The bride sat in the rocker with her feet resting upon the world. She was wrapt in rosy dreams and a kimono of the same hue. She wondered what the people in Greenland and Tasmania and Beloochistan were saying one to another about her marriage to Kid McGarry. Not that it made any difference. There was no welter-weight from London to the Southern Cross that could stand up four hours–no; four rounds–with her bridegroom. And he had been hers for three weeks; and the crook of her little finger could sway him more than the fist of any 142-pounder in the world.

Love, when it is ours, is the other name for self-abnegation and sacrifice. When it belongs to people across the airshaft it means arrogance and self-conceit.

The bride crossed her oxfords and looked thoughtfully at the distemper Cupids on the ceiling.

“Precious,” said she, with the air of Cleopatra asking Antony for Rome done up in tissue paper and delivered at residence, “I think I would like a peach.”

Kid McGarry arose and put on his coat and hat.
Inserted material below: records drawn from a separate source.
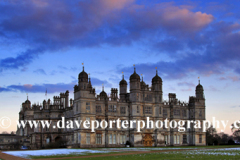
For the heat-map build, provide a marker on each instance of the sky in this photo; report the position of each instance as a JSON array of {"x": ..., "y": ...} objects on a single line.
[{"x": 44, "y": 43}]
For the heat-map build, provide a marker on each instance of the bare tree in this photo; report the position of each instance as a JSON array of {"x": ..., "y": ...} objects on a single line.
[{"x": 5, "y": 132}]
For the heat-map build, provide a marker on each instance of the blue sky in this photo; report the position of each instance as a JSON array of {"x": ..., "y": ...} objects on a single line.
[{"x": 44, "y": 43}]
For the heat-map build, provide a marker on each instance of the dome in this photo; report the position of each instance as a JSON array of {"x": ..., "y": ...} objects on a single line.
[
  {"x": 123, "y": 82},
  {"x": 27, "y": 101},
  {"x": 143, "y": 83},
  {"x": 199, "y": 87},
  {"x": 103, "y": 94},
  {"x": 134, "y": 75},
  {"x": 156, "y": 78},
  {"x": 83, "y": 75}
]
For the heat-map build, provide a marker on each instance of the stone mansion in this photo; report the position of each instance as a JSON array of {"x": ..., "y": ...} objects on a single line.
[{"x": 142, "y": 101}]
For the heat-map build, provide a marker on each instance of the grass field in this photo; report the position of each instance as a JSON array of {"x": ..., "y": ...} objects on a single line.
[
  {"x": 220, "y": 154},
  {"x": 183, "y": 152}
]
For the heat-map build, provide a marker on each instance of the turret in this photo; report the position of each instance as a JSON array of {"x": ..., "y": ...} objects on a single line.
[
  {"x": 82, "y": 80},
  {"x": 134, "y": 81},
  {"x": 199, "y": 91},
  {"x": 157, "y": 83}
]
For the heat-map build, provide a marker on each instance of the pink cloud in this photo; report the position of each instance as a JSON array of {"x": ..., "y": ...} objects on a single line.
[{"x": 27, "y": 85}]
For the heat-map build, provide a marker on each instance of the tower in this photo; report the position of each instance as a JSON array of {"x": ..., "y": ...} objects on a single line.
[
  {"x": 199, "y": 91},
  {"x": 134, "y": 86},
  {"x": 82, "y": 80},
  {"x": 123, "y": 88},
  {"x": 157, "y": 87}
]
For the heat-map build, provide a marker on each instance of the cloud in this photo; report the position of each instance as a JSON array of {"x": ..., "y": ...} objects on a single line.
[
  {"x": 51, "y": 88},
  {"x": 194, "y": 41},
  {"x": 40, "y": 71},
  {"x": 234, "y": 106},
  {"x": 54, "y": 25},
  {"x": 233, "y": 78},
  {"x": 186, "y": 84},
  {"x": 189, "y": 89}
]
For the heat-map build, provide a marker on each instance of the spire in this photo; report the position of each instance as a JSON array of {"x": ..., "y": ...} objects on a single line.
[
  {"x": 83, "y": 66},
  {"x": 89, "y": 79}
]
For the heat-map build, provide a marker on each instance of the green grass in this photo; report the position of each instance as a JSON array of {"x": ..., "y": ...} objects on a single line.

He was serious, shaven, sentimental, and spry.

“All right,” said he, as coolly as though he were only agreeing to sign articles to fight the champion of England. “I’ll step down and cop one out for you–see?”

“Don’t be long,” said the bride. “I’ll be lonesome without my naughty boy. Get a nice, ripe one.”

After a series of farewells that would have befitted an imminent voyage to foreign parts, the Kid went down to the street.

Here he not unreasonably hesitated, for the season was yet early spring, and there seemed small chance of wresting anywhere from those chill streets and stores the coveted luscious guerdon of summer’s golden prime.

At the Italian’s fruit-stand on the corner he stopped and cast a contemptuous eye over the display of papered oranges, highly polished apples and wan, sun-hungry bananas.

“Gotta da peach?” asked the Kid in the tongue of Dante, the lover of lovers.

“Ah, no,–” sighed the vender. “Not for one mont com-a da peach. Too soon. Gotta da nice-a orange. Like-a da orange?”

Scornful, the Kid pursued his quest. He entered the all-night chop-house, cafe, and bowling-alley of his friend and admirer, Justus O’Callahan. The O’Callahan was about in his institution, looking for leaks.

“I want it straight,” said the Kid to him. “The old woman has got a hunch that she wants a peach. Now, if you’ve got a peach, Cal, get it out quick. I want it and others like it if you’ve got ’em in plural quantities.”

“The house is yours,” said O’Callahan. “But there’s no peach in it. It’s too soon. I don’t suppose you could even find ’em at one of the Broadway joints. That’s too bad. When a lady fixes her mouth for a certain kind of fruit nothing else won’t do. It’s too late now to find any of the first-class fruiterers open. But if you think the missis would like some nice oranges I’ve just got a box of fine ones in that she might–“

“Much obliged, Cal. It’s a peach proposition right from the ring of the gong. I’ll try further.”

The time was nearly midnight as the Kid walked down the West-Side avenue. Few stores were open, and such as were practically hooted at the idea of a peach.

But in her moated flat the bride confidently awaited her Persian fruit. A champion welter-weight not find a peach?–not stride triumphantly over the seasons and the zodiac and the almanac to fetch an Amsden’s June or a Georgia cling to his owny-own?